Security boundaries: what you hand over

Giving the agent hands means giving it the ability to break something or leak something. That's not a reason not to give — it's a reason to give deliberately. When you connect an MCP server, you answer three questions.

What access you give. Read-only or write? One table or the whole database? One directory or the disk root? The default is the minimum privilege that covers the task. A database for analysis — a read-only role, not a superuser. The agent almost never needs as much as it gets handed by inertia.

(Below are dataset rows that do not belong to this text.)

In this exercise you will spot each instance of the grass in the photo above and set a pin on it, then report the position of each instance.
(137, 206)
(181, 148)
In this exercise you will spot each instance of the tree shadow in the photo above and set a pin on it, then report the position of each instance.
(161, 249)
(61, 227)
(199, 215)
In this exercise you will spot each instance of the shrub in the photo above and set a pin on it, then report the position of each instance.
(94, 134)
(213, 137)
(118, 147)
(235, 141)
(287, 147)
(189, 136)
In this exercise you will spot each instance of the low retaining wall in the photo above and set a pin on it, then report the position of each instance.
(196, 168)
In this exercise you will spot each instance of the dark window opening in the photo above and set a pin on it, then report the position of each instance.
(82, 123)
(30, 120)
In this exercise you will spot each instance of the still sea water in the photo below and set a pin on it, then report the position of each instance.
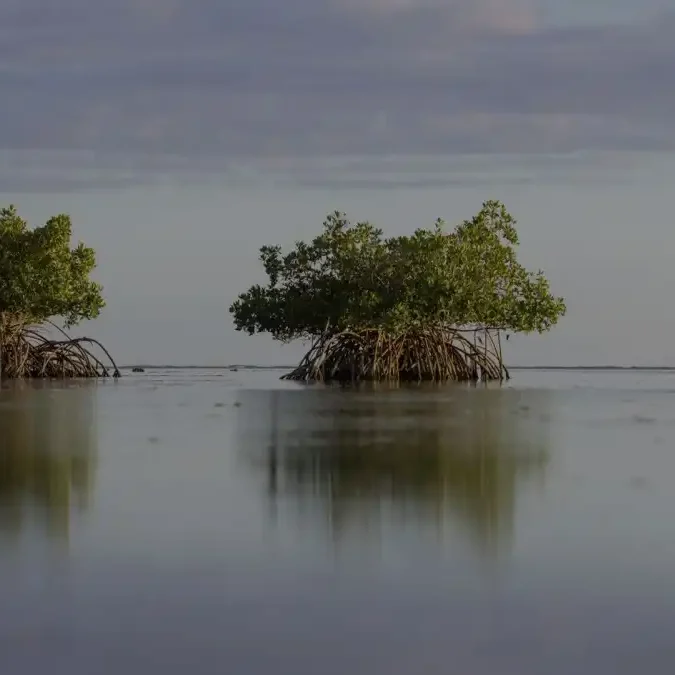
(218, 522)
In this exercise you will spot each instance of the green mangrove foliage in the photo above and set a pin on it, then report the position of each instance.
(42, 280)
(426, 306)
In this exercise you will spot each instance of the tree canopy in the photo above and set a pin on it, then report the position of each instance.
(352, 277)
(41, 276)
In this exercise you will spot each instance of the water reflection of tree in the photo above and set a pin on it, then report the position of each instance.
(416, 455)
(47, 455)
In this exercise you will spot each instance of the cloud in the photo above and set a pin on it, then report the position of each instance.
(216, 82)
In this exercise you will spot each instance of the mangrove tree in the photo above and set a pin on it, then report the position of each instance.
(431, 305)
(44, 282)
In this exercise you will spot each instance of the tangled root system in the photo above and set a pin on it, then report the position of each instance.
(30, 353)
(429, 354)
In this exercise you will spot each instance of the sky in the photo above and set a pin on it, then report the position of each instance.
(182, 136)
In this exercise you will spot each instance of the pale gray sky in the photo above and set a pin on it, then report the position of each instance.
(181, 136)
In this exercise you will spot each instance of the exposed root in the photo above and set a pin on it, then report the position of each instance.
(428, 354)
(29, 353)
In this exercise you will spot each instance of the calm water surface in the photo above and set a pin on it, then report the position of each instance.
(218, 522)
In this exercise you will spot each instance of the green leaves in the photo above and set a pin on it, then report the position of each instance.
(350, 276)
(41, 276)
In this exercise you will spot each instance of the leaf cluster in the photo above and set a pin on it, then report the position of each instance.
(41, 276)
(351, 276)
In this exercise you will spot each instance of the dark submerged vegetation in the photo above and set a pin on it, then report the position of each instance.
(42, 279)
(426, 306)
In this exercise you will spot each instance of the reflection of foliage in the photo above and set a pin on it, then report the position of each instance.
(46, 455)
(381, 307)
(420, 456)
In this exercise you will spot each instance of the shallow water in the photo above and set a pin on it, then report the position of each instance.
(227, 522)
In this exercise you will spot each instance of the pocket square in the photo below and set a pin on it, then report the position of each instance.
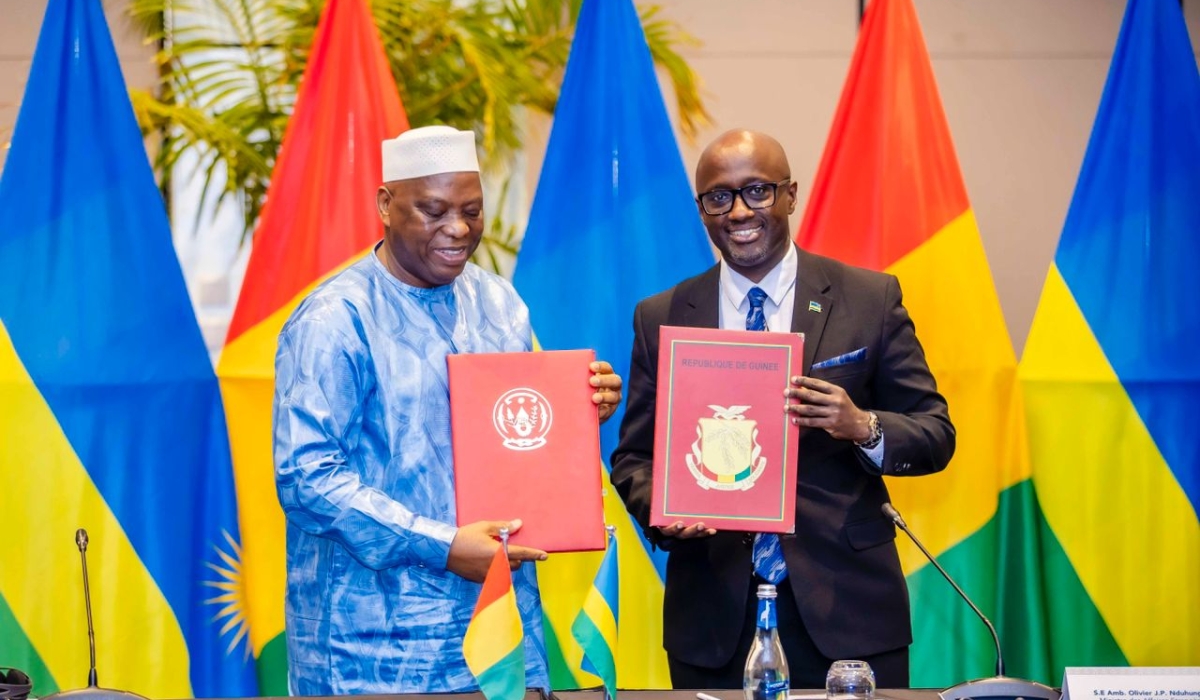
(844, 359)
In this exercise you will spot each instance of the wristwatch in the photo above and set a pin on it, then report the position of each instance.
(876, 436)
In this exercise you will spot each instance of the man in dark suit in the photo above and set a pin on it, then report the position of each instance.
(869, 407)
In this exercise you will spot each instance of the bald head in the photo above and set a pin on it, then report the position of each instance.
(747, 147)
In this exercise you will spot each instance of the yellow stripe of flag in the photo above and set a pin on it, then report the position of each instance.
(139, 645)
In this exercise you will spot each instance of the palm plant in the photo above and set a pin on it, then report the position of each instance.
(231, 69)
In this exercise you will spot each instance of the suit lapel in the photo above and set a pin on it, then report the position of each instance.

What the agent can break. A tool with write access is an agent that can run a DROP, overwrite a file, fire a live request at a payment gateway. The model errs plausibly: it generates a confident query that does the wrong thing. Destructive actions should be either unavailable, or behind a confirmation, or in a sandbox where the cost of a mistake is zero.

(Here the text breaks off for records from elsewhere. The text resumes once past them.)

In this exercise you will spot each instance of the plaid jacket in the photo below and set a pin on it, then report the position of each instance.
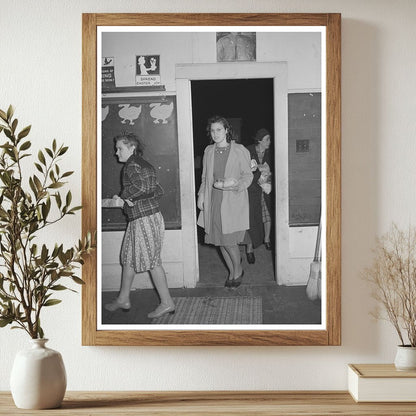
(140, 186)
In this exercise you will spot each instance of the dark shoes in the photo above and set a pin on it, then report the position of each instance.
(250, 258)
(237, 282)
(234, 282)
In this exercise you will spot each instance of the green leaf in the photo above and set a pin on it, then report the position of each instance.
(8, 133)
(5, 321)
(56, 185)
(44, 253)
(76, 279)
(45, 211)
(58, 199)
(68, 198)
(51, 302)
(10, 112)
(63, 150)
(59, 287)
(41, 157)
(24, 132)
(39, 167)
(40, 331)
(14, 125)
(25, 145)
(37, 183)
(67, 174)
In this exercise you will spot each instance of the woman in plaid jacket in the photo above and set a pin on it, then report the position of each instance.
(143, 239)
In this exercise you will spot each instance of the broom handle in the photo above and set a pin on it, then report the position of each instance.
(318, 243)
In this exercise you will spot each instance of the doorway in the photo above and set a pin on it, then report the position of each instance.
(274, 73)
(248, 105)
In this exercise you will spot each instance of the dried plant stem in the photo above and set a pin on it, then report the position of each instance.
(393, 276)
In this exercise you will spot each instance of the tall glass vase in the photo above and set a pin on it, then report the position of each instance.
(38, 377)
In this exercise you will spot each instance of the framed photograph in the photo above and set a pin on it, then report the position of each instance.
(211, 172)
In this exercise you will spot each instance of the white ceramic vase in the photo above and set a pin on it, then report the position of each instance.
(38, 377)
(405, 358)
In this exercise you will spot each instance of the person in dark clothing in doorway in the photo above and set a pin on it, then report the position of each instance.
(259, 194)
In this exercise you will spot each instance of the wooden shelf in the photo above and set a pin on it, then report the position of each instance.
(204, 403)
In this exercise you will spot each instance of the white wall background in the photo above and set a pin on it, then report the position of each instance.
(40, 74)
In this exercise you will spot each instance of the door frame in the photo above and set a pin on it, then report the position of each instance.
(184, 74)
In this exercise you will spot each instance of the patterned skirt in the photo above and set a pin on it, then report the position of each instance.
(142, 243)
(264, 210)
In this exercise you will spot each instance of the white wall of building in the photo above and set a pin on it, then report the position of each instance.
(40, 74)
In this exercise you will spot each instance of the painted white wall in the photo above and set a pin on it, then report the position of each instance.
(40, 74)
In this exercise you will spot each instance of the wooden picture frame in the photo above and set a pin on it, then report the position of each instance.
(330, 333)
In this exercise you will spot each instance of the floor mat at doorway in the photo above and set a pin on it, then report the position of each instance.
(214, 311)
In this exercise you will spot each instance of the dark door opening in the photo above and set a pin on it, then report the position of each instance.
(249, 105)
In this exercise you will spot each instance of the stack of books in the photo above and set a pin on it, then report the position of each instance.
(381, 383)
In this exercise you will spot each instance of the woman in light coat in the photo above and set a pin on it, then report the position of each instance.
(223, 197)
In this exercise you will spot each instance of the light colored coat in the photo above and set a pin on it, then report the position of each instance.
(235, 205)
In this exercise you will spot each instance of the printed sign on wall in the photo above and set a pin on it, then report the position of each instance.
(147, 70)
(107, 73)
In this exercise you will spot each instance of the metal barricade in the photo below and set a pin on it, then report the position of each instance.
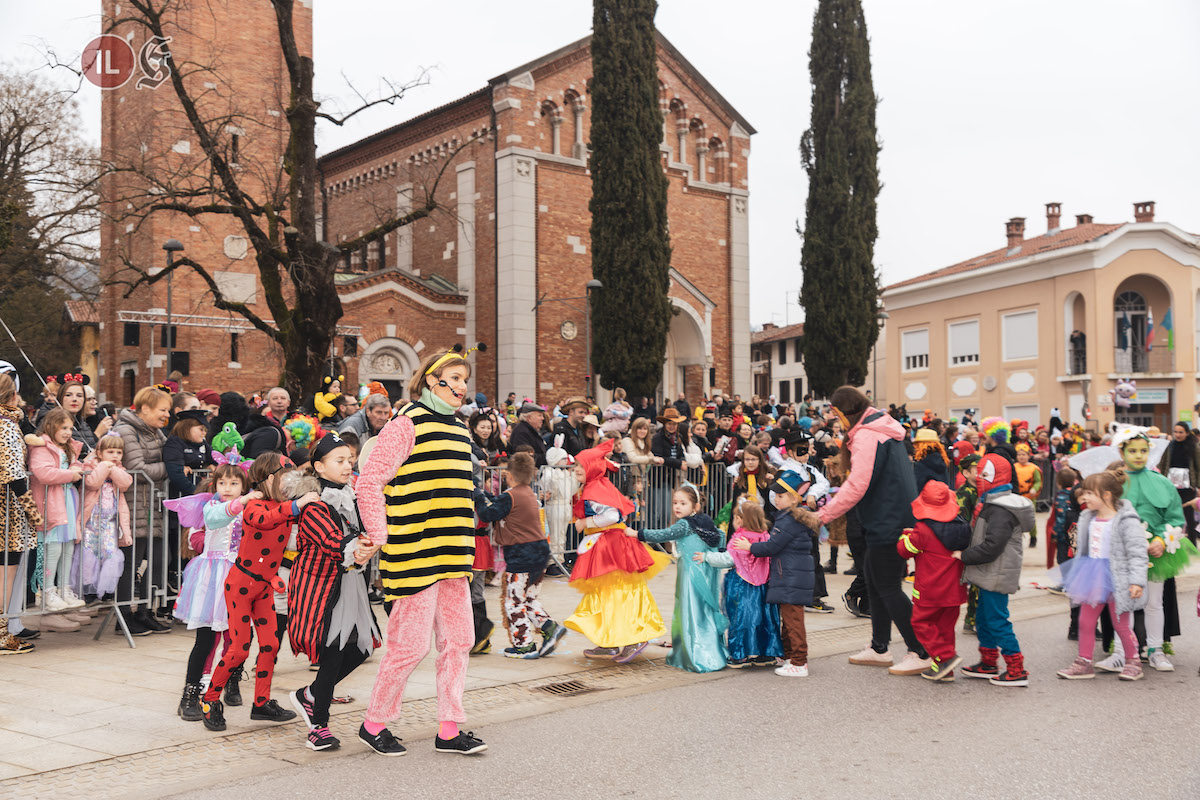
(63, 576)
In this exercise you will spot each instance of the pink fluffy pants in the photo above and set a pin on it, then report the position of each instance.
(445, 608)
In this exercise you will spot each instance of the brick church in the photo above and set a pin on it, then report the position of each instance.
(505, 262)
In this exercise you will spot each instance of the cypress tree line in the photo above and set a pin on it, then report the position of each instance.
(839, 152)
(630, 245)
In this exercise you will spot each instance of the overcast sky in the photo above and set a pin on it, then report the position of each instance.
(988, 109)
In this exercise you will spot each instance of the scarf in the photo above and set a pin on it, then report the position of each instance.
(435, 403)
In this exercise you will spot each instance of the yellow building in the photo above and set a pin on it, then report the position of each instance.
(1055, 322)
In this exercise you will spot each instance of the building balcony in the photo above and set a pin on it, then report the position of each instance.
(1140, 360)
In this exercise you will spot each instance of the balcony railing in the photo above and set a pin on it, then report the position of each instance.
(1077, 361)
(1141, 360)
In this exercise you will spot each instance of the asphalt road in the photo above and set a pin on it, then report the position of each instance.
(844, 732)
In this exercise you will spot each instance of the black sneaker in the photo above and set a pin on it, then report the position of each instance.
(383, 743)
(214, 715)
(233, 691)
(465, 744)
(319, 738)
(271, 711)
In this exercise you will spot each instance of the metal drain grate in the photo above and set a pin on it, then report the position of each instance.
(568, 689)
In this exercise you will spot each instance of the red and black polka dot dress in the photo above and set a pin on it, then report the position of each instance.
(250, 595)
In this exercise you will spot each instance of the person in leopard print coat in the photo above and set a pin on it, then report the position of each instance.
(21, 518)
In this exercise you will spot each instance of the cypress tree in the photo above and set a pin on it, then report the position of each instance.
(630, 245)
(839, 152)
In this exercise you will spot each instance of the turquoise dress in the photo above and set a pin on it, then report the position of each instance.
(697, 625)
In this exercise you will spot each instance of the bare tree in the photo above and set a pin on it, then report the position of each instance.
(273, 202)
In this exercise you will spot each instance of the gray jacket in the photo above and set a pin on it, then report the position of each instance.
(143, 453)
(1128, 559)
(994, 559)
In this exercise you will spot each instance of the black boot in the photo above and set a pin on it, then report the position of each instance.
(190, 704)
(233, 692)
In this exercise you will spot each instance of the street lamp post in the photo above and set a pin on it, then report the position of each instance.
(882, 316)
(592, 286)
(172, 246)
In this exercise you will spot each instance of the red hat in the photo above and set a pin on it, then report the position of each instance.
(994, 470)
(936, 503)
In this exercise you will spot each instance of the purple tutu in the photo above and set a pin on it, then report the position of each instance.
(1087, 581)
(201, 601)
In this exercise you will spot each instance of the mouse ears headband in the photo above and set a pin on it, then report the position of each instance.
(456, 352)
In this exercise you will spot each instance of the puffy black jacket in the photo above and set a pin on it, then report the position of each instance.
(792, 573)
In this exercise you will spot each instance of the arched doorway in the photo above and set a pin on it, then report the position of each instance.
(391, 362)
(687, 358)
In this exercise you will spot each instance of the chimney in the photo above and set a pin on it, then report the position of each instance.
(1054, 214)
(1015, 230)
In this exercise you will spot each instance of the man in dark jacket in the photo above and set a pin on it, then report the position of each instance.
(528, 432)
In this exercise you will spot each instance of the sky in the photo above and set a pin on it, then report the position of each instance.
(988, 109)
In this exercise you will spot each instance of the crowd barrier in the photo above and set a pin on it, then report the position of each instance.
(153, 565)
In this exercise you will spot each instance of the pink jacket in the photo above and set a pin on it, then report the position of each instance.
(95, 482)
(47, 480)
(862, 440)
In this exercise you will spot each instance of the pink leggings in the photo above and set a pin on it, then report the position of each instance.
(1087, 617)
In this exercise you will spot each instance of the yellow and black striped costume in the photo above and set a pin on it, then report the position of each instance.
(431, 523)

What can leak. Everything the agent reaches ends up in its context, and from there — to the model provider, into logs, into subsequent responses. Production with personal data, secrets, keys — that's what should never be in the agent's context. A separate threat is untrusted MCP servers: someone else's server in your tooling is someone else's code with your privileges. Install servers as fussily as you vet dependencies in production.

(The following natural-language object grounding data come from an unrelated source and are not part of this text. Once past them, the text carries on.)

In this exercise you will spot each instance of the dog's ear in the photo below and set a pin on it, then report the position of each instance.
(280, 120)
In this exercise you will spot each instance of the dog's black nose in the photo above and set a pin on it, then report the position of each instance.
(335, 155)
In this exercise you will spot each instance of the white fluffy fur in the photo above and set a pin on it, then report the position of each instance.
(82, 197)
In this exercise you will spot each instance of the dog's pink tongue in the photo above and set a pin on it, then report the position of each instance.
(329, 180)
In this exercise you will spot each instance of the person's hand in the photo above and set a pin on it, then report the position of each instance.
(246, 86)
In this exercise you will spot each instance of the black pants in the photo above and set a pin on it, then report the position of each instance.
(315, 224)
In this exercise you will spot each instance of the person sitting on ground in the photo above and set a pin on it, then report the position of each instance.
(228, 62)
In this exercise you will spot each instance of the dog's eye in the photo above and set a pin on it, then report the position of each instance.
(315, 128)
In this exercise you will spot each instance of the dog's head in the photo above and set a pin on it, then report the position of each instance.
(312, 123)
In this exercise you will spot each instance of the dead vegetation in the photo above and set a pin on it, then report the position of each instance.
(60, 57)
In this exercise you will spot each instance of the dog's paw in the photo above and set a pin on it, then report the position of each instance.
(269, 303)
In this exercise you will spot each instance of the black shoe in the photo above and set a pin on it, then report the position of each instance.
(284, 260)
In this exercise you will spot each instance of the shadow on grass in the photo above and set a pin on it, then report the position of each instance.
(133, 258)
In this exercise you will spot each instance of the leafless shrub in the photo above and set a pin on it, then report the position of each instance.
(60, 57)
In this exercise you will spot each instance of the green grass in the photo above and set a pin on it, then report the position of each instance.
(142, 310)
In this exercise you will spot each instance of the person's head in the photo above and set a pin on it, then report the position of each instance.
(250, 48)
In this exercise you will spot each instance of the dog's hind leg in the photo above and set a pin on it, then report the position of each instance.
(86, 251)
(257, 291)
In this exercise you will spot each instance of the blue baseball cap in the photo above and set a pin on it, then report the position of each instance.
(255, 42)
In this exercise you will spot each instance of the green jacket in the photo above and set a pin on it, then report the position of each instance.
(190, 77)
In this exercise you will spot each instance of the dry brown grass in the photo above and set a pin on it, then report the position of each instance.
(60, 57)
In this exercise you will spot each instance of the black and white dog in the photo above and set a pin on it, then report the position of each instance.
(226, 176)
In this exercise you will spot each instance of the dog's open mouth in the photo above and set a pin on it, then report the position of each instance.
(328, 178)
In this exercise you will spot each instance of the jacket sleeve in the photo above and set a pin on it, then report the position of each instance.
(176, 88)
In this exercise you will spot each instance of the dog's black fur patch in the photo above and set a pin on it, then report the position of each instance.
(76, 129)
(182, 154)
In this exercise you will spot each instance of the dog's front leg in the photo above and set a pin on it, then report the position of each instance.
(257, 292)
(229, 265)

The healthy stance: treat an agent's tooling as a service's privileges. The same principle of least privilege as for access between services. The agent is one more actor in your system. Give it exactly the rights the task needs, and not one more.

In short

  • The model is the agent's brain; without tools it can only write text. MCP gives it hands.
  • Before MCP every "agent × tool" pair was written from scratch — a matrix of hacks. MCP is one protocol that collapses it into "tool once, agent once."
  • An MCP server is an adapter to one world (files, DB, git, API), exposing tools and resources. A client inside the agent discovers the tools and lets the model use them. The model doesn't know the internals behind the protocol — it's port/adapter at the tooling level.
  • For a product engineer MCP lengthens the lever: the agent doesn't retell the system from your words, it reads the database, hits the API, opens tickets itself. Memory answers "who we are," MCP answers "what's around now."
  • Security boundaries are three questions: what access (least privilege), what can break (writes behind confirmation/sandbox), what can leak (no prod, no secrets, no untrusted servers). Agent tooling = service privileges; least privilege.
  • How to write your own MCP server is a separate craft; a product engineer more often needs to connect an existing one well and decide what hands to give it.